Let's now think about how to calculate the work done moving infinitely many point charges (each having a charge of \(dq\)) from Conductor A to Conductor B. If we move an ininitely many point charges of charge \(dq\) from Conductor A to Conductor B, then how much additional charge does Conductor B get? To answer this question, we can just add up every charge \(dq\) added to conductor B. But we have to add up an infinite number of these charges and we must take the infinite sum, \(∫\). Doing so, we find that the total charge added to Conductor B is \(Q=\int{dq}\). How much charge did Conductor A lose? WE could invoke the law of conservation charge if we wanted to be technical, but on a more intuitive level, here's an easy way to think about it: since we removed an amount of charge \(Q\) from Conductor A (in order to move it to Conductor B), the total change in charge of Conductor A is simply just \(-Q\).

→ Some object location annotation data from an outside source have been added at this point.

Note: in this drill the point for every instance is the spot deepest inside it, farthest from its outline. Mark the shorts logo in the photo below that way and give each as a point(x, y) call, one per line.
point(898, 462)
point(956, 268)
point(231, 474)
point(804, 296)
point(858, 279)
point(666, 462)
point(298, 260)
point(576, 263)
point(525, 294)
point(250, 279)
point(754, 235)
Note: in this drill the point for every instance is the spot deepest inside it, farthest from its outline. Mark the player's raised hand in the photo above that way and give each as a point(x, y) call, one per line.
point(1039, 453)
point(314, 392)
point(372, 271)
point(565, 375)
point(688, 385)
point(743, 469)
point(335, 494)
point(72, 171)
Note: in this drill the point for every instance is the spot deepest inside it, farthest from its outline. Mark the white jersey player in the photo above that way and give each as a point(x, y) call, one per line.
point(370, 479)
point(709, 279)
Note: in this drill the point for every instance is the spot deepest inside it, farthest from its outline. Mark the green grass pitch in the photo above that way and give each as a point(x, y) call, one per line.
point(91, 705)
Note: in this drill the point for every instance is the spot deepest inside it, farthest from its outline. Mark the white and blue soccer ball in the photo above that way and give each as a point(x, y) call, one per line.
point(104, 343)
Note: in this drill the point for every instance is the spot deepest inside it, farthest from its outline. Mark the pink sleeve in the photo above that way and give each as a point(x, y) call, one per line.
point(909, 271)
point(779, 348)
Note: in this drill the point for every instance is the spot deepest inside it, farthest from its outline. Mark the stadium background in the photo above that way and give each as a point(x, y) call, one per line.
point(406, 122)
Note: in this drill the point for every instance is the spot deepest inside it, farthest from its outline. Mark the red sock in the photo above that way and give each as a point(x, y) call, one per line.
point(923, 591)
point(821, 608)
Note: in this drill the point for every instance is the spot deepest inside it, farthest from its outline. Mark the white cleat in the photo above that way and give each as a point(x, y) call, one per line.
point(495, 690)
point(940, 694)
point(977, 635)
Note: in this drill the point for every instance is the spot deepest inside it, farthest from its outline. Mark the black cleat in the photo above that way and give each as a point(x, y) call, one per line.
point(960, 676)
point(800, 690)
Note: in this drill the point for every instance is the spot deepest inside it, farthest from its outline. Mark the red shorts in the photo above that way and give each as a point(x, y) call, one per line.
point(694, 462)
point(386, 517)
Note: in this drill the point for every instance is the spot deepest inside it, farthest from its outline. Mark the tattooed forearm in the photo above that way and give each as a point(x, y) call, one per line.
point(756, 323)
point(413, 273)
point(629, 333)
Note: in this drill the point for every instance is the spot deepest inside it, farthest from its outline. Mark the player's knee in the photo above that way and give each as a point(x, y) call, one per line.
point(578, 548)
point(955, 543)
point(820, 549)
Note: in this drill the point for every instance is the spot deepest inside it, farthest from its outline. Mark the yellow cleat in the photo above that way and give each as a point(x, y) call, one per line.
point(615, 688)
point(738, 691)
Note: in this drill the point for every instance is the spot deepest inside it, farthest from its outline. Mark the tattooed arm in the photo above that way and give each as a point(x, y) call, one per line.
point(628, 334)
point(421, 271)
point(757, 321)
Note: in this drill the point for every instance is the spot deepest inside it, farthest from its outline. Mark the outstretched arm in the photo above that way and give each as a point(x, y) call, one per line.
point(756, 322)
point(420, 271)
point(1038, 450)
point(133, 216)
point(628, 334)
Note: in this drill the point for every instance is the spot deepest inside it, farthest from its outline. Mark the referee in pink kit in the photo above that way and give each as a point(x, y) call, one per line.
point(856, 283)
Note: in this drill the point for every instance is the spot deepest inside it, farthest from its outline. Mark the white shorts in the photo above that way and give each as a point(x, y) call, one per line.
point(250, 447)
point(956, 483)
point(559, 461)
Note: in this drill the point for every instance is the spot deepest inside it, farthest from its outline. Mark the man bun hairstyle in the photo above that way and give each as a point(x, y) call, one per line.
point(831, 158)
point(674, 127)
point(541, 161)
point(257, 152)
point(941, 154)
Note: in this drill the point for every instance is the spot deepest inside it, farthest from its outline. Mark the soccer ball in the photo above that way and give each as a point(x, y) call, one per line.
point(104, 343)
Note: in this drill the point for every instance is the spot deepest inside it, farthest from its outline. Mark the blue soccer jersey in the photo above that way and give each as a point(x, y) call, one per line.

Let's now ask a slightly more difficult question: what was the total work done moving all of the charges? We could alreadyy be able to figure out the amount of work done moving a single ppoint charge \(dq\) using Equation (3). If the point charge being moved becomes infinitesimally small, then what's on the opposite sidfe of the equal sign (the work) must also become infinitesimally small and Equation (3) simplifies to

$$dW=ΔV_{AB}dq.\tag{4}$$

Out of all the infinite number of charges (each with charge \(dq\)) that we want to move from Conductor A to Conductor B, Equation (4) represents the work done in moving just one of those charges from Conductor A to Conductor B. But in order to find the total amount of work associated with moving the charge \(Q\) to Conductor B, we must add up the work done in moving every charged particle to get

$$\int{dW}=\int{ΔV_{AB}dq}$$

$$W=\int{ΔV_{AB}dq}.\tag{5}$$

Put simply, Equation (3) is used to find the work done moving a single point charge (but we'd use Equation (4) instead if that point charge is infinitesimally small) and Equation (5) is used to find the work done moving many charged particles. Since the way that a capacitor is charged in real life is by having an electric field (which applies an electric force) moving many charged paarticles (electrons) from one conductor to another, Equation (5) will be mucj more useful to use in our analysis of capacitors.

What is work, though? Work, of course, measures the amount of energy transfered into or out of a system. Equation (5) is used to calculate how much energy is transfered into or out of the capacitor when you strip one of the conductors of that capacitor of its electrons and move them to the other conductor comprising the capacitor.

$$ΔKE+ΔPE=W+Q+T_{other}$$

I have written the law of conservation of energy above. In our reference frame, the capacitor obviously isn't moving away from us since capacitors are held in place in electrical circuits. There is no loss of energy in the capacitor associated with \(T_{other}\); in other words, we'll assume that the capacitor doesn't lose energy by radiating it away, nor that energy is gained by adding electrons to the system, nor any of the other energy transfer mechanisms besides work and heat. The only non-trivial idealization we'll make is that the capacitors doesn't lose any energy due to heat. In some applications, it is necessary to consider energy lost in a capacitor due to heat. But for out purposes, we'll assume that the heat loss is negligible. Making all of these assumptions, we can write \(ΔPE=W\) and simplify Equation (5) to

$$ΔPE=\int{ΔV_{AB}dq}.\tag{6}$$

In other words, as one of the conductors in a capacitor gets stripped of its electrons which get moved to the other conductor, the transfer of energy \(W\) into the capacitor is additional electrical potential energy.

Well, that concludes this lesson. Hopefully this gives you a sense that by charging a capacitor (moving charges from one conductor to another), this adds electrical energy to the system.